D’autre part il est utile d’analyser les résultats obtenus pour un lac en fonction de son contexte géologique et de sa morphologie. L’origine géologique et la profondeur initiale d’un lac sont deux facteurs déterminants dans son évolution et son vieillissement prématuré. Un lac peu profond sur argile, comme c’est le cas pour le lac à la Tortue, n’a probablement jamais présenté les conditions d’un lac eutrophe (jeune). Il serait donc inutile et injuste de le comparer au lac des Piles, qui lui présente des conditions géologiques (roches cristallines) et morphologiques initiales avantageuses (profondeur), et qui expliquent la qualité exceptionnelle de ses eaux. C’est pour cette raison que les lacs peu profonds sont généralement les premiers à se dégrader. Leur espérance de vie est plus courte dès leur naissance. C’est le cas de la plupart des lacs de l’Abitibi et ceux localisés dans la plaine du Saint-Laurent.

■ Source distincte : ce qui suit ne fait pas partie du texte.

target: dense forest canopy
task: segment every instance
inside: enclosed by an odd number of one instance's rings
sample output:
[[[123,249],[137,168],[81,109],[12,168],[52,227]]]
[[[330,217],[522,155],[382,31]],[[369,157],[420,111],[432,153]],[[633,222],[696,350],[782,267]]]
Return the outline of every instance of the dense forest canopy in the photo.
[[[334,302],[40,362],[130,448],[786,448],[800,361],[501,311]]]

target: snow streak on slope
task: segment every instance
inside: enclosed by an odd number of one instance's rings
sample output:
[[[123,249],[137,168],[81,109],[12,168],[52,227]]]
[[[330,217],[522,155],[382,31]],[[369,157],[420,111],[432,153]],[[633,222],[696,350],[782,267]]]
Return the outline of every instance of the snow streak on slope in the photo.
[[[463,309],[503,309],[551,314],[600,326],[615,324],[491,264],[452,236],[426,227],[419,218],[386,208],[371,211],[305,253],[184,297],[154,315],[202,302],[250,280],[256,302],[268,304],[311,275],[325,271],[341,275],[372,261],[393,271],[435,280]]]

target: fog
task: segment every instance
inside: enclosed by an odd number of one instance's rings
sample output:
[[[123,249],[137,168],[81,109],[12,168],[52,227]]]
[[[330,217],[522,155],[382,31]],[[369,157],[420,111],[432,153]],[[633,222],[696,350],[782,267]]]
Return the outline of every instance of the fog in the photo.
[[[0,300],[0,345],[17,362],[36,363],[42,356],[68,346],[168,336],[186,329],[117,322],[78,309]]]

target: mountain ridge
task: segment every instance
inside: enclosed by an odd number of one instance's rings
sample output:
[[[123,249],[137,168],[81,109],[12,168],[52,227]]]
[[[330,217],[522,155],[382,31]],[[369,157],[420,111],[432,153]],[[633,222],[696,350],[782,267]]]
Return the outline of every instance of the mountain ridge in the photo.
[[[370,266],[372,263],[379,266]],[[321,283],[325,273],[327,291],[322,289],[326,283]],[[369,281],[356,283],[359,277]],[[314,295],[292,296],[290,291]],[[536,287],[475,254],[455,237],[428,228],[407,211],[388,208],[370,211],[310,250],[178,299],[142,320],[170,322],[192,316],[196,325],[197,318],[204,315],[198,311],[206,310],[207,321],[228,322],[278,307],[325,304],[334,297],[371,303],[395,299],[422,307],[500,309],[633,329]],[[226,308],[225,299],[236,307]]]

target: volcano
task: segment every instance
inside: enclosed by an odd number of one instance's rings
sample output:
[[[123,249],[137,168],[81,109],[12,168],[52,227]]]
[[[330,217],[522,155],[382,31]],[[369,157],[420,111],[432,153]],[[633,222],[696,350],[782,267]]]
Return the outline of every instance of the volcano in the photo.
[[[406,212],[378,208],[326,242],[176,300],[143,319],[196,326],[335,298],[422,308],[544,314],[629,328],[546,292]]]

Le MELCC ramasse depuis des années des données sur la qualité de l’eau de nos lacs et pourtant aucune stratégie nationale n’existe pour les protéger ou encore restaurer ceux qui sont en mauvais état. Bien plus, en ne permettant pas aux municipalités de développer les outils légaux qui leur permettraient d’établir un cadre réglementaire adéquat, les deux paliers supérieurs de gouvernement semblent vouloir s’en laver les mains.

Les lacs du Québec sont des éléments négligés de notre patrimoine écologique. Ils sont actuellement l’objet d’un engouement sans précédent, et sans la mise en place d’un encadrement adéquat (développements immobiliers, chalets locatifs, embarcations motorisées, etc.) nos lacs et la qualité de vie qui leur est associée se dégraderont d’année en année, et bien plus rapidement que ce que les données du MELCC suggèrent.

Il y a pourtant au Québec plus de 200 000 propriétaires de chalets. La valeur foncière de ces chalets atteint des milliards de dollars, et rapporte des centaines de millions de dollars en taxes municipales et scolaires, taxes qui augmentent au rythme effréné de l’accroissement d’une valeur foncière dopée par l’attrait grandissant des Québécois pour les chalets.

Il est grand temps de faire le point sur la situation de nos lacs et de définir les paramètres propices à des usages spécifiques et respectueux de leur environnement. C’est aussi une question d’équité pour les générations futures. Il n’est pas trop tard pour asseoir autour d’une même table les principaux acteurs impliqués (universitaires, professionnels et praticiens en limnologie, associations de lacs, municipalités et gouvernements du Québec et du Canada) pour établir un cadre de référence technique et légal afin d’assurer une réelle protection de nos lacs.

Nous avons sur notre territoire une richesse inestimable qui fait l’envie de biens des pays, mais nous la regardons se dégrader sans réagir. Il faut que ça cesse. Et vite!